It is Tanzania’s first AFCON appearance since 1980. And they just about made it. A loss away to Lesotho in their penultimate game saw them walking a tightrope. It meant they had to beat Uganda and hope Lesotho didn’t do the same away to Cape Verde on the final day.
In the end, Tanzania finished the job in front of a pumped-up home crowd in a comfortable 3-0 win. Tanzania’s President John Magufuli rewarded each player part of the matchday squad with a patch of land and gave them the freedom to build absolutely what they want on it.
To not have qualified would have been the lowest of lows, and to have done it so late showed Tanzanian football is still very much a work in progress.
There is some room for optimism. There has never been a time when so many Tanzanian players are plying their trade abroad or had exposure of playing at a higher level than merely domestically.
Players such as captain Mbwana Samatta (Genk, Belgium), Saimon Msuva (Difaa El Jadidi, Morocco) and Himid Mao (Petrojet, Egypt) have all done well at their respective clubs and they’re coming into the tournament in a great run of form.
On the continent, Simba’s run to the Champions League quarter-finals was one of the stories of the African football calendar this past season. The players part of that run, like the lofty John Bocco and utility man Erasto Nyoni, who are both top of the range players domestically, come into the tournament with broader shoulders.
For Emmanuel Amuneke the task is to take those ingredients of success and cap off a memorable few months for Tanzanian football by giving the fans a national team they can be proud of.
Coach Amuneke has chopped and changed his line up and formation. It’s unclear who lines up in his best XI. Players have not been played in their natural positions, much to the annoyance of players and fans – including the country’s President.
Amuneke has been keen to stress that his team don’t know how to defend when they are playing without the ball. Naturally, a five-man defence has been experimented with and could be used against Senegal and Algeria while the 4-3-3 looks likelier in the regional derby versus Kenya. Both options haven’t resulted in a tighter ship.
In-form strikers – The hope for Tanzania lies up front. Mbwana Samatta and Saimon Msuva, who is likely to start on the wing, are two players that will have to perform if Tanzania are to leave a positive mark at the tournament. The duo enjoyed terrific seasons at club level and play with an intensity and drive that will trouble defenders. John Bocco and Adi Yussuf, who has recently joined Blackpool, have also had good seasons though the former will probably start as an auxiliary winger.
The Achilles’ Heel
The full-backs – There are countless weaknesses to mention but the most pressing, given Amuneke’s emphasis on team shape and discipline, are the full-backs. While they are both decent going forward, the defensive game of Hassan Kessy and Gadiel Michael should see opposing wingers having a lot of fun.

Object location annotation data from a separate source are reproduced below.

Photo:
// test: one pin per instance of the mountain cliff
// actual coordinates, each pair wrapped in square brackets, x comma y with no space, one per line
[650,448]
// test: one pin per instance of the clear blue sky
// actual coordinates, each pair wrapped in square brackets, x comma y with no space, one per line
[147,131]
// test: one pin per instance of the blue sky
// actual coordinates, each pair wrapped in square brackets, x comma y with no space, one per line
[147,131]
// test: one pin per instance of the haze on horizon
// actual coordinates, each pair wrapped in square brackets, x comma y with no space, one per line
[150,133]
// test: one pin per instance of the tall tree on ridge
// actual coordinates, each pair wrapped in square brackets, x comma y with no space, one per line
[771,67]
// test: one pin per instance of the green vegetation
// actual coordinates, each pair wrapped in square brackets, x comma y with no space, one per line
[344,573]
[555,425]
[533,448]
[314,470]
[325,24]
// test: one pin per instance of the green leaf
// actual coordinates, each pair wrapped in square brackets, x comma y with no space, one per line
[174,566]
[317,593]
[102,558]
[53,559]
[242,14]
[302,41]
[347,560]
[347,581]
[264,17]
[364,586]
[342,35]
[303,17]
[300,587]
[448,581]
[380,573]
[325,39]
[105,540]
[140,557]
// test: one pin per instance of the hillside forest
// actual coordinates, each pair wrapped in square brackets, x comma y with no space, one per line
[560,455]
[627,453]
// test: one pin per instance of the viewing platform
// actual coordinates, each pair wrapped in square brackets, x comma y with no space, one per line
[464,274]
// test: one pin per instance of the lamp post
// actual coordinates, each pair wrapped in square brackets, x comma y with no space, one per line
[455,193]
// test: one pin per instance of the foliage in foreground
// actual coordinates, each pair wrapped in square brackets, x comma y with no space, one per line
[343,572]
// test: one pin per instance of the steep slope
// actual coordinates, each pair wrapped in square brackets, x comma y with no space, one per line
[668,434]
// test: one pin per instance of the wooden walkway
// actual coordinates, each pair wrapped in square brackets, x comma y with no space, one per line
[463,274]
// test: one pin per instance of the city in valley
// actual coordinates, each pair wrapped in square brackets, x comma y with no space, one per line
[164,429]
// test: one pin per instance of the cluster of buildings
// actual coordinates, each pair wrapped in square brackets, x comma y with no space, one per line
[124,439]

Africa’s Africa-based Player of the Year in 2015, Mbwana Samatta took a while to get going in Europe but he’s now hitting his prime. Tanzania’s captain can occupy an entire defence and will often drop deep to drive his team forward. His level of performance will be critical if Tanzania are to do anything of note at the tournament. A red-hot season with Genk in Belgium saw him win the Ebony Shoe and a move to Europe’s big five leagues surely beckons this summer.
The Hipster’s Choice
Kelvin Yondani. The 34-year-old has a bad boy reputation but he is nTanzania’s best centre back and one of the nation’s greatest ever centre backs. Nicknamed ‘Cotton’ for the way he absorbs pressure, he loves a dash out of defence and, given time and space, is capable of picking out players in advanced positions with his long range of passing.
A glittering playing career in Egypt with Zamalek should make Emmanuel Amuneke feel right at home. He won AFCON in 1994 but he’s unlikely to repeat those exploits with Tanzania. A spell as assistant of Nigeria’s national team was followed by an unforgettable spell in Sudan with AS Khartoum. The jury is still out on him despite qualification with his bemusing team selections getting the entire country into a huff.
All signs point towards a group stage exit. A win in the derby against Kenya will be enough for it to be considered a relatively successful tournament for the Taifa Stars.